Think of this as a rush for tickets to the hottest concert of the year—with new concert dates appearing and new tickets being dumped at regular intervals. There’s a confusing array of places to get the vaccine, from your doctor’s office to a mass vaccination site at Mercedes-Benz Stadium, from your local grocery store to a big-box store. Each one has varying capacity.

It sounds daunting, but remember—you’ve already survived the other myriad challenges of the past year. This is your shot at a post-pandemic life. Here’s how to get it.

What’s the best website for getting a vaccine appointment?
Unfortunately, there’s not a single website that will check every vaccination site. It’s a fragmented system. On the bright side, if you can’t find an appointment at one outlet, you can try several others.

Are there any tricks to navigating the sign-up?
Two Facebook groups use crowd-sourcing to help people get appointments: Georgia Vaccine Hunters and GA COVID VAX APPT HELP. Your best bet is to be online when new appointments are released. For Walmart, Sam’s Club and Kroger, that is likely to be at midnight, according to the crowd-sourced advice. Publix releases appointments at 7 a.m. on Thursdays. Walgreens and CVS update at midnight or 6 or 7 a.m. Only fill out the necessary information on the online forms. You can provide your insurance info later (or you can still get the vaccine free of charge if you don’t have insurance). It may sound counter-intuitive, but some people have reported success by calling the Georgia DPH scheduling line at 888-457-0186.

All the sites say there are no appointments for the next month. Help!
Keep trying. Many sites only schedule vaccinations within the next week, and new appointments open as vaccine supply expands. Check if your doctor is giving the vaccine. This vaccine finder includes independent pharmacies, which may not be getting the same online traffic as the major retailers. Pharmacies and mass vaccinations sites outside the metro area may have available appointments. And even though everyone is currently eligible, you can still call pharmacies toward the end of the day (typically 4 or 5 p.m.) to see if they have excess doses from no-shows. You’ll need to get there quickly to snag one.

What if I want a specific vaccine (Moderna, Pfizer, or Johnson & Johnson)?
This “vaccine spotter” site includes information about which vaccine is available at different locations, and it allows you to filter your search based on the vaccine type. That said, vaccine supplies are shifting and pharmacies may receive a new type. You can check with the individual pharmacy, or search one of the crowd-sourcing sites for information about where people are receiving your vaccine of choice. Remember: the Pfizer vaccine is the only one approved for those aged 16 and older; the other two are for those 18 and older.

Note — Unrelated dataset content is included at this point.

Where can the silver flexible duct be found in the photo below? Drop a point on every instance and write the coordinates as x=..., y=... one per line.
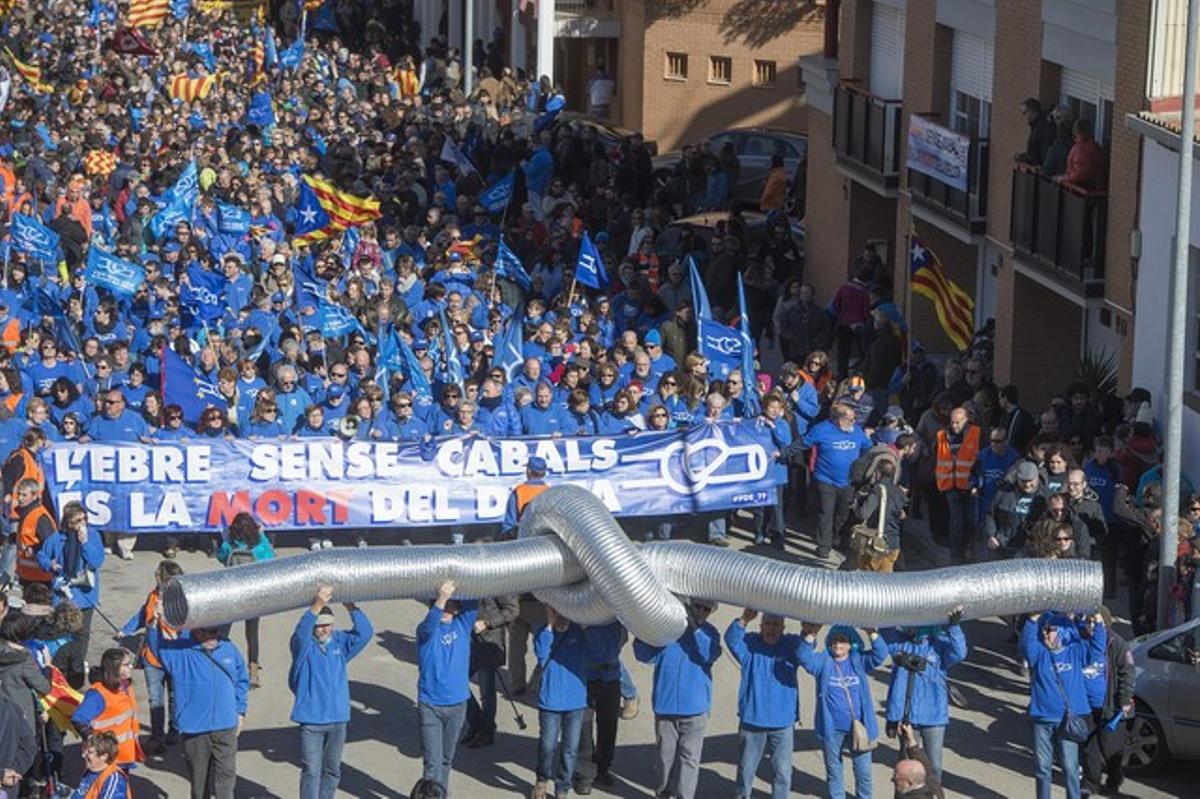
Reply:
x=574, y=556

How can I get an appointment for a second dose?
Many vaccination sites book a second appointment for the Moderna or Pfizer vaccines at the time of the first dose or they promise to send a reminder email. (J&J is one shot only.) If you need to schedule your second dose on your own, check out this link for second dose appointments at mass vaccination sites. Some retail pharmacies, such as CVS, provide online scheduling for a second-dose only. Don’t stress if you don’t get your second dose exactly 21 days after the first Pfizer or 28 days after Moderna; the Centers for Disease Control and Prevention advises that you can safely get the second dose up to 42 days after the first.

Can I get my kids vaccinated?
Only 16- and 17-year-olds can currently get a Covid vaccine, and they are only eligible for the Pfizer shot. Vaccines are being tested in younger teenagers and children (Moderna and Pfizer are studying children as young as 6 months old), but it will take months before there’s enough data to enable approval of a vaccine for children.